Physics-Informed Neural Engine Sound Modeling with Differentiable Pulse-Train Synthesis
This work addresses the challenge of realistic and interpretable audio synthesis for engine sounds, which is incremental by integrating physics-informed biases into neural synthesis.
The paper tackled the problem of modeling engine sounds by directly simulating exhaust pressure pulses rather than approximating spectral characteristics, resulting in a 21% improvement in harmonic reconstruction and a 5.7% reduction in total loss over a baseline model.

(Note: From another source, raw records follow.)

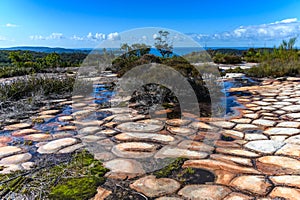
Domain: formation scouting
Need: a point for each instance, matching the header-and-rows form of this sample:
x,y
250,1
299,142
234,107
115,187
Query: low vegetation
x,y
74,178
34,86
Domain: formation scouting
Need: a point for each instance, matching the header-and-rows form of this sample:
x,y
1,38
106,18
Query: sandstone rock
x,y
282,131
107,132
92,123
287,180
223,124
293,115
252,116
233,134
264,146
5,139
244,127
123,168
9,150
144,137
181,131
134,150
278,165
253,184
67,128
23,132
55,145
292,108
72,148
286,193
178,122
139,127
152,121
91,138
289,150
63,134
237,196
16,159
255,136
117,110
204,192
128,118
200,126
242,120
104,156
264,123
38,137
293,140
289,124
231,159
237,152
195,146
17,126
49,112
153,187
89,130
219,165
174,152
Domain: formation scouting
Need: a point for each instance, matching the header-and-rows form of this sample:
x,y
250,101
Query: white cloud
x,y
278,30
291,20
52,36
114,36
37,37
11,25
2,38
96,36
55,36
74,37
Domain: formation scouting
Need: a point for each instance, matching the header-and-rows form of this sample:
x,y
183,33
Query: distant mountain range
x,y
48,49
179,50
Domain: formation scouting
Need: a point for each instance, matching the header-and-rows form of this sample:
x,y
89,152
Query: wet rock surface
x,y
255,154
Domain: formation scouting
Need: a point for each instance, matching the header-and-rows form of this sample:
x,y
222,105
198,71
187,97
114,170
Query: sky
x,y
86,23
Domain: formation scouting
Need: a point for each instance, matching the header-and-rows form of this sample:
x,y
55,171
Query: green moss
x,y
84,187
166,171
76,188
76,179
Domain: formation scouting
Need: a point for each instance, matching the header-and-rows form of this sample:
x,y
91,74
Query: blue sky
x,y
84,24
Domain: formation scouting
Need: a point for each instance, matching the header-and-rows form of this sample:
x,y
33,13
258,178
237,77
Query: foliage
x,y
31,86
162,43
227,59
84,186
70,176
282,61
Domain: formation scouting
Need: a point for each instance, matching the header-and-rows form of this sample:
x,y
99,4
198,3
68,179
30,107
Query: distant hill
x,y
48,49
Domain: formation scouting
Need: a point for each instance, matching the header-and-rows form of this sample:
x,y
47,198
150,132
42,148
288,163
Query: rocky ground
x,y
255,155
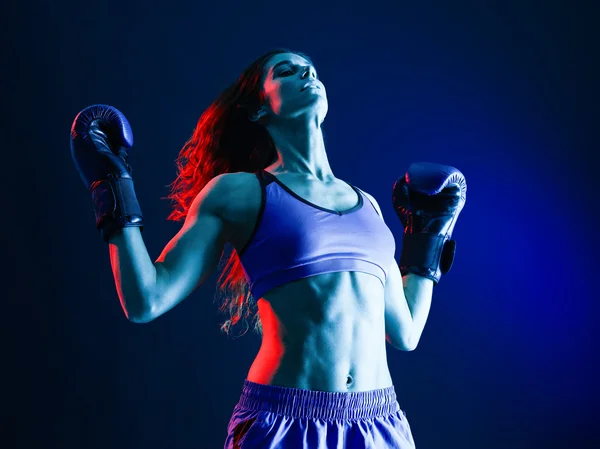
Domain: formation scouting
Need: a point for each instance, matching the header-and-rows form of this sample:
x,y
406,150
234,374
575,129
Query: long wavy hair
x,y
226,141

Engine sounds originate from sequential exhaust pressure pulses rather than sustained harmonic oscillations. While neural synthesis methods typically aim to approximate the resulting spectral characteristics, we propose directly modeling the underlying pulse shapes and temporal structure. We present the Pulse-Train-Resonator (PTR) model, a differentiable synthesis architecture that generates engine audio as parameterized pulse trains aligned to engine firing patterns and propagates them through recursive Karplus-Strong resonators simulating exhaust acoustics. The architecture integrates physics-informed inductive biases including harmonic decay, thermodynamic pitch modulation, valve-dynamics envelopes, exhaust system resonances and derived engine operating modes such as throttle operation and deceleration fuel cutoff (DCFO). Validated on three diverse engine types totaling 7.5 hours of audio, PTR achieves a 21% improvement in harmonic reconstruction and a 5.7% reduction in total loss over a harmonic-plus-noise baseline model, while providing interpretable parameters corresponding to physical phenomena. Complete code, model weights, and audio examples are openly available.